In some ways I took it as a mixed compliment. When I left the parish where I served as curate some good friends gave me a copy of The Velveteen Rabbit. If you’re unaware of this book, it’s a charming morality tale of how love brings us alive and makes us ‘real’. Centred on the toy of the title, we learn that in becoming real we tend to get rather well-used and worn.
by the time you are Real, most of your hair has been loved off, and your eyes drop out and you get loose in the joints and very shabby. But these things don’t matter at all, because once you are Real you can’t be ugly, except to people who don’t understand.

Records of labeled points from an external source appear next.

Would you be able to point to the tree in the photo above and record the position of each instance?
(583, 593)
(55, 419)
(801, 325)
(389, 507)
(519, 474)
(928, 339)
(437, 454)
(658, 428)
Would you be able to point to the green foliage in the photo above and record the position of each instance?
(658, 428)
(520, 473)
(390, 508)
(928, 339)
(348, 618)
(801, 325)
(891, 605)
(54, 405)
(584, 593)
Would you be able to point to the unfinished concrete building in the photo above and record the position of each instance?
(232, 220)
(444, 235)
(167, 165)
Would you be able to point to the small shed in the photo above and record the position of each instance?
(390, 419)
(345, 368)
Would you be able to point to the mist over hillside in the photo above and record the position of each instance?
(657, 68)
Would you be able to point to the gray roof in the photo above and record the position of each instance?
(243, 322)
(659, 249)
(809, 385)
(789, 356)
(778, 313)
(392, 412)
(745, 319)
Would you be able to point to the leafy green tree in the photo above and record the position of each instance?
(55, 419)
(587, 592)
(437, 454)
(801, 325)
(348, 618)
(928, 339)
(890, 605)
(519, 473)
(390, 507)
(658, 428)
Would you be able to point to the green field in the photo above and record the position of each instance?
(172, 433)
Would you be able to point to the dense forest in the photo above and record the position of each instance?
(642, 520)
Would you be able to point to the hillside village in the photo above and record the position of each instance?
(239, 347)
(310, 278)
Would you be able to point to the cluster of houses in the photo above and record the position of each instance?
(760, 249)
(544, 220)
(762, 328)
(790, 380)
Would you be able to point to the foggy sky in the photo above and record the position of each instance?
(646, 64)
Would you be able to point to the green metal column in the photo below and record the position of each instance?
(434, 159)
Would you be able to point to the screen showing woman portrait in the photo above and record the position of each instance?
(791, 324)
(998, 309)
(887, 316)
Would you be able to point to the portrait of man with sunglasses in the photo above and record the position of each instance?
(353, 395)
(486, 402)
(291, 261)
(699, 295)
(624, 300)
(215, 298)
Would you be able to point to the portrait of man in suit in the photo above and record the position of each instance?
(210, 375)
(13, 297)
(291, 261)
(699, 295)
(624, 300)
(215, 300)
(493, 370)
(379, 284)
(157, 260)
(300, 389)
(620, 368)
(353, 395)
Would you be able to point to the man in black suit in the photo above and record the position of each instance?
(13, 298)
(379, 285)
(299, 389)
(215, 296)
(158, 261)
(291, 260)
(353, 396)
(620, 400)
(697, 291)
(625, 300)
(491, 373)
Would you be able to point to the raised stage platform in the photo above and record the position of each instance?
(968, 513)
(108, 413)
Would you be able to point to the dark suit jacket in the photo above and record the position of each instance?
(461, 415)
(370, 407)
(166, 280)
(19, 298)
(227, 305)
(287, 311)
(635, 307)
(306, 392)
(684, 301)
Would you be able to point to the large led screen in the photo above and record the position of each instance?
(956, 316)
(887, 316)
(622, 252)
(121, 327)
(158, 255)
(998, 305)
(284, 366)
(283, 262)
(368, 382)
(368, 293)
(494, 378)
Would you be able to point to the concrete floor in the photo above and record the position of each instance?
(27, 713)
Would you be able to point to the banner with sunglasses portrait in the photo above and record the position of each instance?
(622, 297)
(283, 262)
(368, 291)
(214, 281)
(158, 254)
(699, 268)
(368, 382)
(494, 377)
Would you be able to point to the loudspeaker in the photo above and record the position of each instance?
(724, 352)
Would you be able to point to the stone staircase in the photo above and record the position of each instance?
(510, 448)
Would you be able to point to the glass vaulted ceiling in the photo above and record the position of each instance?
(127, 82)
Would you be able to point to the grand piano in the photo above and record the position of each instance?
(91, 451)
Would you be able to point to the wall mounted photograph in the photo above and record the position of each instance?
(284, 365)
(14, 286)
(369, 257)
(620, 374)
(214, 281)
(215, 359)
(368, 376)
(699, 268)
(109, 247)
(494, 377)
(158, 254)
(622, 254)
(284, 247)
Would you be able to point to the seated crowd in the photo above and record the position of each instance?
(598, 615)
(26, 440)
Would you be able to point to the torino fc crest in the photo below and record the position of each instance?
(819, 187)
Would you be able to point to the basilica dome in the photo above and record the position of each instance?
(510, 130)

Margery Williams, 1881-1944. (2003). The velveteen rabbit : or how toys become real. Leesburg, VA :GiGi Books
Like many children our daughter had a favourite toy. Not a velveteen rabbit, but a cotton one named ‘Vicky’. As the years went on, grandmothers had faithfully repaired bits and replaced parts, but the love for this rabbit never diminished. Sadly, on a holiday in the Yorkshire Dales the toy was left on a bus – traumatising her parents even more than our daughter! I still think of Vicky Rabbit riding around the beautiful landscape in a bus full of children.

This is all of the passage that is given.